I need to prove the following fact: if $G$ is a non abelian group of order $6$, then $G$ is isomorphic to the dihedral group $D_3$. Here what I have done:
Suppose that $G$ is non abelian group of order $6$. Since $G$ is not abelian, it cannot have a element of order $6$. (This is correct, since if $G$ had a element of order $6$, then $G$ would be cyclic, and hence abelian, a contradiction). Also, it cannot have elements of order 1, by the same argument as before.

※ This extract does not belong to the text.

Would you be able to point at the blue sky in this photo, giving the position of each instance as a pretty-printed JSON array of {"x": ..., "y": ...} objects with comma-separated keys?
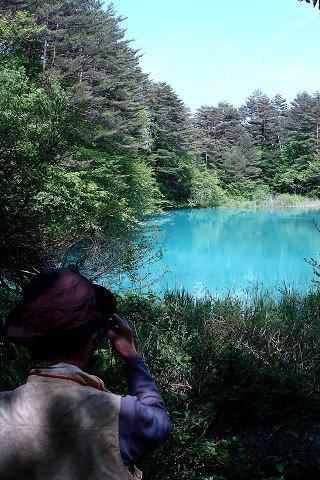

But I got stucked in here. I'm struggling with the two other possibilities of the order of the elements in $G$: order $2$ and $3$. Any help or hints that you can bring me would be appreciated.
If you're allowed to use Cauchy's theorem, you may argue as follows:
Since $2$ and $3$ are prime numbers that divide $6$, we know that there are elements $a$ and $b$ of orders $2$ and $3$ respectively. Therefore, $\{e,a,b,b^2,ab,ab^2\} \subseteq G$. Since $G$ has $6$ elements, this subset is all of $G$.
Now the only thing left to do is to see how $a$ and $b$ interact with each other. Remember that $a=a^{-1}$ and $b^2=b^{-1}$. Now consider $aba$:
$aba=e \implies b=e$. Contradiction
$aba=a \implies b=a$. Contradiction
$aba=b \implies ab=ba$. But $G$ is assumed not to be Abelian. Contradiction.
$aba=ab \implies a=e$. Contradiction
$aba=ab^2 \implies a=b$. Contradiction
Hence, $aba=b^2$. This means that $aba=b^{-1}$. Hence, $G$ is isomorphic to $D_3$.